Spatial Data Science


Download Spatial Data Science PDF/ePub or read online books in Mobi eBooks. Click Download or Read Online button to get Spatial Data Science book now. This website allows unlimited access to, at the time of writing, more than 1.5 million titles, including hundreds of thousands of titles in various foreign languages.

Download

Applied Spatial Data Analysis with R


Applied Spatial Data Analysis with R

Author: Roger S. Bivand

language: en

Publisher: Springer Science & Business Media

Release Date: 2008-08-24


DOWNLOAD





We began writing this book in parallel with developing software for handling and analysing spatial data withR (R Development Core Team, 2008). - though the book is now complete, software development will continue, in the R community fashion, of rich and satisfying interaction with users around the world, of rapid releases to resolve problems, and of the usual joys and frust- tions of getting things done. There is little doubt that without pressure from users, the development ofR would not have reached its present scale, and the same applies to analysing spatial data analysis withR. It would, however, not be su?cient to describe the development of the R project mainly in terms of narrowly de?ned utility. In addition to being a communityprojectconcernedwiththedevelopmentofworld-classdataana- sis software implementations, it promotes speci?c choices with regard to how data analysis is carried out.R is open source not only because open source software development, including the dynamics of broad and inclusive user and developer communities, is arguably an attractive and successful development model.

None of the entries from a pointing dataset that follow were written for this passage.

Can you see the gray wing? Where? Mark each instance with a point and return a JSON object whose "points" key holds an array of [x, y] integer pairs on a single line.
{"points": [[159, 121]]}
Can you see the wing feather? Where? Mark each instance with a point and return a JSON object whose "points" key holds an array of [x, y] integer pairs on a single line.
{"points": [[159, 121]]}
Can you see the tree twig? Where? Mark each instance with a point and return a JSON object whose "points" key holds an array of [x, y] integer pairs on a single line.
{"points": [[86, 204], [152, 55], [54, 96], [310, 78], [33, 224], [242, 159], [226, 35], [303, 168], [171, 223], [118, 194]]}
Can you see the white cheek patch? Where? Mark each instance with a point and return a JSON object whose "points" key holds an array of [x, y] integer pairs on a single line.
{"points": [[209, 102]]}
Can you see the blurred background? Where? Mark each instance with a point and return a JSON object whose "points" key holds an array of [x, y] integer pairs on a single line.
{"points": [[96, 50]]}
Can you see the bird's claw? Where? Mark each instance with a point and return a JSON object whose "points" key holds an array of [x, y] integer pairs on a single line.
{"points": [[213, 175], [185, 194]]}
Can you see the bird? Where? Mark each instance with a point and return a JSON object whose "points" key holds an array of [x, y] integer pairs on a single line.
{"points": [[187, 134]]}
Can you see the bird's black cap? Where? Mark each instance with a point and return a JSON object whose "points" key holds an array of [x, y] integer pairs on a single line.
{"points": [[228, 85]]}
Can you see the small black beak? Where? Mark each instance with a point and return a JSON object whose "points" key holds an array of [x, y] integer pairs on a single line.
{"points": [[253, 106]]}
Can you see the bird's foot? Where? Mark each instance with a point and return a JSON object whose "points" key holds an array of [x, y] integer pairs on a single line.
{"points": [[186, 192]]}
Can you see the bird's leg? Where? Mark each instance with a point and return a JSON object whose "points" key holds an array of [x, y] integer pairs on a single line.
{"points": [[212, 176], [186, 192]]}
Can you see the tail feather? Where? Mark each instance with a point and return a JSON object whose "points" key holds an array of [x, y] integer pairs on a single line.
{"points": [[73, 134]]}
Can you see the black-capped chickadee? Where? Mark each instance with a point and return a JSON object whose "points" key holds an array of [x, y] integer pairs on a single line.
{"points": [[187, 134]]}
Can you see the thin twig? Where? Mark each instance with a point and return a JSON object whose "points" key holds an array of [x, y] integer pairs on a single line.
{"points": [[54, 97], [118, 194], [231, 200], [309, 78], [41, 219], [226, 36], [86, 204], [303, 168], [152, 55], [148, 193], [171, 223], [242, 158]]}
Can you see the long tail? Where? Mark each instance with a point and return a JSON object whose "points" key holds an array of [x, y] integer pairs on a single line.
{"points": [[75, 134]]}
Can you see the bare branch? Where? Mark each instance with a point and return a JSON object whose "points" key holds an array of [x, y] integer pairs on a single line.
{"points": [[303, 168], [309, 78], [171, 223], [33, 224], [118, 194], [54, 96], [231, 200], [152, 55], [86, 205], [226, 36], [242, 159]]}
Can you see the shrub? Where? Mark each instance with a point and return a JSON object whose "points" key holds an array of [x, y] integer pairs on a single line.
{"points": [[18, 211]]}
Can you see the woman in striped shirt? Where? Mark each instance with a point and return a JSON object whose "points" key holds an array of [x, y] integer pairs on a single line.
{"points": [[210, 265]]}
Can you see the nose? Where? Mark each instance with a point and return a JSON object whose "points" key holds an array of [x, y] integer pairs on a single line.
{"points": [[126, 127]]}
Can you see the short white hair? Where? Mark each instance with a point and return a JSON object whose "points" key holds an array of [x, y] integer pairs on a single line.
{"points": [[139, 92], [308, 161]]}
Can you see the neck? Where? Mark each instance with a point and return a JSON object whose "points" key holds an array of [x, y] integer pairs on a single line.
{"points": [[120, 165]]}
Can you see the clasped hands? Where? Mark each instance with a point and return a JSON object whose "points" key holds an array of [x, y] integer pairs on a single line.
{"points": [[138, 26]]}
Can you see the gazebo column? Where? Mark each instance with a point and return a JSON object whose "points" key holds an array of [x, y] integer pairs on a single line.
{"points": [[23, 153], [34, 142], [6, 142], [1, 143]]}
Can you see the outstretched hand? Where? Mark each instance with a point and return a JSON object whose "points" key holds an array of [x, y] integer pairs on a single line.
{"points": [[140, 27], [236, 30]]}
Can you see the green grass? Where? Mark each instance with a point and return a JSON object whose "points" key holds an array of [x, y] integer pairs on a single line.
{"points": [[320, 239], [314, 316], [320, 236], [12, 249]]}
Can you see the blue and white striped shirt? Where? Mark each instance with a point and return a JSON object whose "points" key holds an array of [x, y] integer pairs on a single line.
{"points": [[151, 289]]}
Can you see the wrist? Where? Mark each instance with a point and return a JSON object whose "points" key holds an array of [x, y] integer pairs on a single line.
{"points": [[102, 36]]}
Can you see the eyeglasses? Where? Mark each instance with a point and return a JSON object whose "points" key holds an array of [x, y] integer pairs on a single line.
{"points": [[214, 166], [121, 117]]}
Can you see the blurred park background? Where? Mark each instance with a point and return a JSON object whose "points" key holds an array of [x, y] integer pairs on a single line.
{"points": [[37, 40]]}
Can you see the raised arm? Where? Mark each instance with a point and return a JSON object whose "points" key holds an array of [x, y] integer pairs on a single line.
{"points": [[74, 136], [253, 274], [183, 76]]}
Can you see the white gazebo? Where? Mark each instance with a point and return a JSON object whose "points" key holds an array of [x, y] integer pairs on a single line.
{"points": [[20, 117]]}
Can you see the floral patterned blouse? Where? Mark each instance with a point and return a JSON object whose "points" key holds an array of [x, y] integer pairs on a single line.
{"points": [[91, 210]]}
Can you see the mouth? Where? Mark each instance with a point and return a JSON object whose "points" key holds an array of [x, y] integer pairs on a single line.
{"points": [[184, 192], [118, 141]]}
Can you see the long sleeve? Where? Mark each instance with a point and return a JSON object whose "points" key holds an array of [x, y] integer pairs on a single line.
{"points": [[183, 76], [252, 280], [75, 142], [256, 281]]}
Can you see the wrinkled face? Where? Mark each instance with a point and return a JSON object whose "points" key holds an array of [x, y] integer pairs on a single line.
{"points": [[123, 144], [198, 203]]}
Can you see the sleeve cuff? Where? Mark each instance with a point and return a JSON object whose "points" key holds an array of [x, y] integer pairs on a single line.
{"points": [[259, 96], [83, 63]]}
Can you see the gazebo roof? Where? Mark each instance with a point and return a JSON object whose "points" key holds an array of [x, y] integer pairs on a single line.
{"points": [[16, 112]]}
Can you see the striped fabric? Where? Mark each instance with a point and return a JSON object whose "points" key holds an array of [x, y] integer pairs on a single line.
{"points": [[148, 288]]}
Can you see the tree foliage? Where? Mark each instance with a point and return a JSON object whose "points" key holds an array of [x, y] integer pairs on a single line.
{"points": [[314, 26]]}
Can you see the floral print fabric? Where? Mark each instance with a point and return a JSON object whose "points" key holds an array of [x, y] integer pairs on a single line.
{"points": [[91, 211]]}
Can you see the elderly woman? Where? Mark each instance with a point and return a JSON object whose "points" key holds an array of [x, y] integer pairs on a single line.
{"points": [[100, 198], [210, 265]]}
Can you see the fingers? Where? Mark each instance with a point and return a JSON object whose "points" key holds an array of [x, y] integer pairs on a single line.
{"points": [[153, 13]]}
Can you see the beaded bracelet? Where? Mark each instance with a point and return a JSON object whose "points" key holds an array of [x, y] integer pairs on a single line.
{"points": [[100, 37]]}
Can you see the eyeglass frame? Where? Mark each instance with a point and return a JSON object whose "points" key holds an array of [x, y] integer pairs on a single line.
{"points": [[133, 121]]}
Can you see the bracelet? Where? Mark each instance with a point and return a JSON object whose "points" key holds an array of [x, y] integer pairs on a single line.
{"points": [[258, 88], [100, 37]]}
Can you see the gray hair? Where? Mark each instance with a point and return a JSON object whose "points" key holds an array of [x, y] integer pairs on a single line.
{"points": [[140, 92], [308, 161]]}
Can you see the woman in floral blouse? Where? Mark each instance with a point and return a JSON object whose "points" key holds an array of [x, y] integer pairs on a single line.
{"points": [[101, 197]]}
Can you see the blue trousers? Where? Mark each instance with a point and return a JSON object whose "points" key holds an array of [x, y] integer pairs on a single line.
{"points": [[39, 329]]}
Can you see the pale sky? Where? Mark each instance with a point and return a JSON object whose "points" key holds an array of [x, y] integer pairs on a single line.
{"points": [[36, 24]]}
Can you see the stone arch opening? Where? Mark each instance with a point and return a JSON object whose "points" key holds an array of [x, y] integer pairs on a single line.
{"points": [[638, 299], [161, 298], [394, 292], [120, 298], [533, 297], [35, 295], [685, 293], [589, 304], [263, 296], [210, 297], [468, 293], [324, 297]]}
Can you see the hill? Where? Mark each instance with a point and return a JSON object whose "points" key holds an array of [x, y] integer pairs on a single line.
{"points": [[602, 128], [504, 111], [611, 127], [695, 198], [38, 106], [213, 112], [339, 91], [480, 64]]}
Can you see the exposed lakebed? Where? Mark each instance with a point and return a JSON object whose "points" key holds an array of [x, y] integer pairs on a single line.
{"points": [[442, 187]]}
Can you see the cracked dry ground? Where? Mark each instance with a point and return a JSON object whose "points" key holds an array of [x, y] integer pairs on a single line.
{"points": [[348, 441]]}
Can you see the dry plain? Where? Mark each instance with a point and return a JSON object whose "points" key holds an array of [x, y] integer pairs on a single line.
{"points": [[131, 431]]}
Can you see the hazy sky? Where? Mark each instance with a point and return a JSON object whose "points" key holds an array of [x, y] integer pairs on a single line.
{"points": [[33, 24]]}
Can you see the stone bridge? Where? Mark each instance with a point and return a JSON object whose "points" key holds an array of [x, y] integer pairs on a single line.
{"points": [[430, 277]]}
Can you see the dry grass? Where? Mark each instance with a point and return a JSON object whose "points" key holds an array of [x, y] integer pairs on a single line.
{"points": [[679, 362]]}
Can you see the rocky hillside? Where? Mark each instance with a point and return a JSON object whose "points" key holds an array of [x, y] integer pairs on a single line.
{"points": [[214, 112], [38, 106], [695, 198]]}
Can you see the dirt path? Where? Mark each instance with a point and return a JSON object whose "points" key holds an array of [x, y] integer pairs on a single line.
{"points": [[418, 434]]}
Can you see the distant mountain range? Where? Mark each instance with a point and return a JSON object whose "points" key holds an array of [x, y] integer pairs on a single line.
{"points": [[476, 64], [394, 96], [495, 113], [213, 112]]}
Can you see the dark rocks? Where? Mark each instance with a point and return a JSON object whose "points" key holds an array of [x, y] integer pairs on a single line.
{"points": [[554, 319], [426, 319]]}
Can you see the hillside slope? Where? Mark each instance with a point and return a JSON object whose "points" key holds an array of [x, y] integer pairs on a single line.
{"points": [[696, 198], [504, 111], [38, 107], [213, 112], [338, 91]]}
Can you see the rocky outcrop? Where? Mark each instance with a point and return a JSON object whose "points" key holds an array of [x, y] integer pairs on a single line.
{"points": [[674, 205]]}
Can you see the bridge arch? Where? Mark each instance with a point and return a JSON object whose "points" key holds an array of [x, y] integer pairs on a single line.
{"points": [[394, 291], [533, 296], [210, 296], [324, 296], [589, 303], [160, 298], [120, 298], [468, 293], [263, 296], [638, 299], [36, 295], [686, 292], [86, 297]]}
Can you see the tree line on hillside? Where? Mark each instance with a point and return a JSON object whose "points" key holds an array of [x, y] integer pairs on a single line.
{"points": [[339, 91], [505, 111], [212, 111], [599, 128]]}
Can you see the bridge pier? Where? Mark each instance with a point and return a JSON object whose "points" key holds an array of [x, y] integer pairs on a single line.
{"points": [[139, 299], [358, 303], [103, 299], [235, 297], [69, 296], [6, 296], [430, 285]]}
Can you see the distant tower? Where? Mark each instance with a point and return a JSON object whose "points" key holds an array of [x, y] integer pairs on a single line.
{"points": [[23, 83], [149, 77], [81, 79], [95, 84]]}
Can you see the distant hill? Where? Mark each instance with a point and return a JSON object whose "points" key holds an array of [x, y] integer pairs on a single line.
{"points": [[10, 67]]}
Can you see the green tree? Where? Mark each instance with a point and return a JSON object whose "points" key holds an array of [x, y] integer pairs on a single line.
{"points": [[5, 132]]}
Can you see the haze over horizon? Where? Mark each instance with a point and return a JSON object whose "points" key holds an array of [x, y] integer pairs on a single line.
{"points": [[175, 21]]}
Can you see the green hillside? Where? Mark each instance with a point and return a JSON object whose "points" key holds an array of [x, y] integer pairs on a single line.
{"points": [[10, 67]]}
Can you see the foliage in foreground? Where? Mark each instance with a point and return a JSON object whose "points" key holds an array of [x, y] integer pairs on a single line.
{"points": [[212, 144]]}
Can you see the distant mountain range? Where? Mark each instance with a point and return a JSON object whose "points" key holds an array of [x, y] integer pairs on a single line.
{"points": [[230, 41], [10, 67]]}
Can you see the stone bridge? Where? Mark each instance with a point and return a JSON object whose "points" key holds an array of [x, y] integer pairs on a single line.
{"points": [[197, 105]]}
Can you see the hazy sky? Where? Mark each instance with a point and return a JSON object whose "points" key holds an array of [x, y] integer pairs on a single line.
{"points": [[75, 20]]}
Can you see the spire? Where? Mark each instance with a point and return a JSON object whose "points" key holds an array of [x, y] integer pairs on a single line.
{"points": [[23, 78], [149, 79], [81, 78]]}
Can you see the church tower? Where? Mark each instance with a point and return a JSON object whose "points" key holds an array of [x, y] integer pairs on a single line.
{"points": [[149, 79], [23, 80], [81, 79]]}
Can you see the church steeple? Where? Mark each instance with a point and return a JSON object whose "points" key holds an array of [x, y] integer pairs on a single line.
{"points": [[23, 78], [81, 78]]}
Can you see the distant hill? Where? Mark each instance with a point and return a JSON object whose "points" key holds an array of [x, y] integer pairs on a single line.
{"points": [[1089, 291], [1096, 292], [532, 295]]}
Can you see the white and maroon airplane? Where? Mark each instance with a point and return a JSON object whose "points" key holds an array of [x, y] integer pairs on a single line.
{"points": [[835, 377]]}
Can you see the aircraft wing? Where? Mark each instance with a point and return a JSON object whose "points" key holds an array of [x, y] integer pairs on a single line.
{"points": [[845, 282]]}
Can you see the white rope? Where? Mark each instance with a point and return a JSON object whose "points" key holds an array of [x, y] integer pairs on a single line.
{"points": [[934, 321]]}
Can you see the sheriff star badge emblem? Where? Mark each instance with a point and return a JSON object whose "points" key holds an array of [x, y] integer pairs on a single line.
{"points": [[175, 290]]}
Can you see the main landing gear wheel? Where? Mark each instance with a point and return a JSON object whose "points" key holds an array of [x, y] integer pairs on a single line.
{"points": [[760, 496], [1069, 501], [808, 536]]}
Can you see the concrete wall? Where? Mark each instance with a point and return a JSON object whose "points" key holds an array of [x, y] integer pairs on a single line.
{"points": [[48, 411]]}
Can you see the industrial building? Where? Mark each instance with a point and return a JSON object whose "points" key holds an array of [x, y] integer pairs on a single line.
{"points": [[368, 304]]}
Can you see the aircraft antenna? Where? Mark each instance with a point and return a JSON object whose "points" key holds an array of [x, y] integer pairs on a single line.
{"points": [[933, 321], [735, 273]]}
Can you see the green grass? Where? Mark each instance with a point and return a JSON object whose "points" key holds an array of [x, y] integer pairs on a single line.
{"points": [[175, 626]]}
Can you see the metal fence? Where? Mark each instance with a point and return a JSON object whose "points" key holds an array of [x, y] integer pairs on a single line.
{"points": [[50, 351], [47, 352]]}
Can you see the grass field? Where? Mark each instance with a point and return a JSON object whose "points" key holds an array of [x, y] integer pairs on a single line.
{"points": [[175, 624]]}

Geographical Data Science and Spatial Data Analysis


Geographical Data Science and Spatial Data Analysis

Author: Lex Comber

language: en

Publisher: SAGE

Release Date: 2020-12-02


DOWNLOAD





We are in an age of big data where all of our everyday interactions and transactions generate data. Much of this data is spatial – it is collected some-where – and identifying analytical insight from trends and patterns in these increasing rich digital footprints presents a number of challenges. Whilst other books describe different flavours of Data Analytics in R and other programming languages, there are none that consider Spatial Data (i.e. the location attached to data), or that consider issues of inference, linking Big Data, Geography, GIS, Mapping and Spatial Analytics. This is a ‘learning by doing’ textbook, building on the previous book by the same authors, An Introduction to R for Spatial Analysis and Mapping. It details the theoretical issues in analyses of Big Spatial Data and developing practical skills in the reader for addressing these with confidence.

Geospatial Data Science Quick Start Guide


Geospatial Data Science Quick Start Guide

Author: Abdishakur Hassan

language: en

Publisher: Packt Publishing Ltd

Release Date: 2019-05-31


DOWNLOAD





Discover the power of location data to build effective, intelligent data models with Geospatial ecosystems Key FeaturesManipulate location-based data and create intelligent geospatial data modelsBuild effective location recommendation systems used by popular companies such as UberA hands-on guide to help you consume spatial data and parallelize GIS operations effectivelyBook Description Data scientists, who have access to vast data streams, are a bit myopic when it comes to intrinsic and extrinsic location-based data and are missing out on the intelligence it can provide to their models. This book demonstrates effective techniques for using the power of data science and geospatial intelligence to build effective, intelligent data models that make use of location-based data to give useful predictions and analyses. This book begins with a quick overview of the fundamentals of location-based data and how techniques such as Exploratory Data Analysis can be applied to it. We then delve into spatial operations such as computing distances, areas, extents, centroids, buffer polygons, intersecting geometries, geocoding, and more, which adds additional context to location data. Moving ahead, you will learn how to quickly build and deploy a geo-fencing system using Python. Lastly, you will learn how to leverage geospatial analysis techniques in popular recommendation systems such as collaborative filtering and location-based recommendations, and more. By the end of the book, you will be a rockstar when it comes to performing geospatial analysis with ease. What you will learnLearn how companies now use location dataSet up your Python environment and install Python geospatial packagesVisualize spatial data as graphsExtract geometry from spatial dataPerform spatial regression from scratchBuild web applications which dynamically references geospatial dataWho this book is for Data Scientists who would like to leverage location-based data and want to use location-based intelligence in their data models will find this book useful. This book is also for GIS developers who wish to incorporate data analysis in their projects. Knowledge of Python programming and some basic understanding of data analysis are all you need to get the most out of this book.